Réponse donnée par M. Lenarčič

au nom de la Commission européenne

(7.5.2020)

 

Conformément aux principes d’impartialité, de neutralité et de non-discrimination visés à l’article 214, paragraphe 2, du traité sur le fonctionnement de l’Union européenne, l’UE devrait permettre un accès sans entrave à l’aide humanitaire pour les personnes dans le besoin, y compris dans les pays touchés par des conflits violents et par le terrorisme et/ou soumis à des mesures restrictives de l’UE.

La sécurité des travailleurs humanitaires et la fiabilité des organisations d’aide sont des priorités essentielles qui sont systématiquement prises en compte dans la programmation humanitaire de la Commission.

La Commission applique des critères stricts lors de la sélection des organisations qui fournissent l’aide humanitaire. L’objectif est d’obtenir une assurance raisonnable et indépendante de la part d’un auditeur externe quant à la question de savoir si l’organisation partenaire déploie des moyens adéquats pour prévenir tout comportement répréhensible en rapport avec le financement du terrorisme et le contournement des mesures restrictives de l’UE et y remédier.

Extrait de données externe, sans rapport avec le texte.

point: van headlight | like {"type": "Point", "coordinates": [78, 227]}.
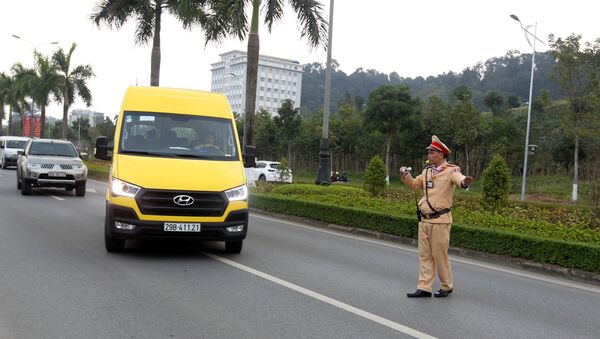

Des dispositions particulières liées aux régimes de sanctions de l’UE, notamment contre le terrorisme, sont incluses dans le contrat conclu avec les organisations partenaires. Le but est de garantir que les organisations partenaires ne mettent pas, directement ou indirectement, des fonds ou des ressources de l’UE à la disposition d’entités, de personnes ou de groupes de personnes visés par les mesures restrictives de l’UE, ni n’en fassent bénéficier ceux-ci. Si les destinataires des fonds relèvent du champ d’application des mesures restrictives de l’UE, la Commission peut prendre des mesures correctives. Les régimes de sanctions de l’UE peuvent prévoir des dérogations pour les activités humanitaires sous certaines conditions.

La Commission a également élaboré des lignes directrices en matière de détournement de l’aide ainsi qu’une stratégie de lutte contre la fraude afin de garantir que l’aide ne parvienne qu’aux bénéficiaires prévus.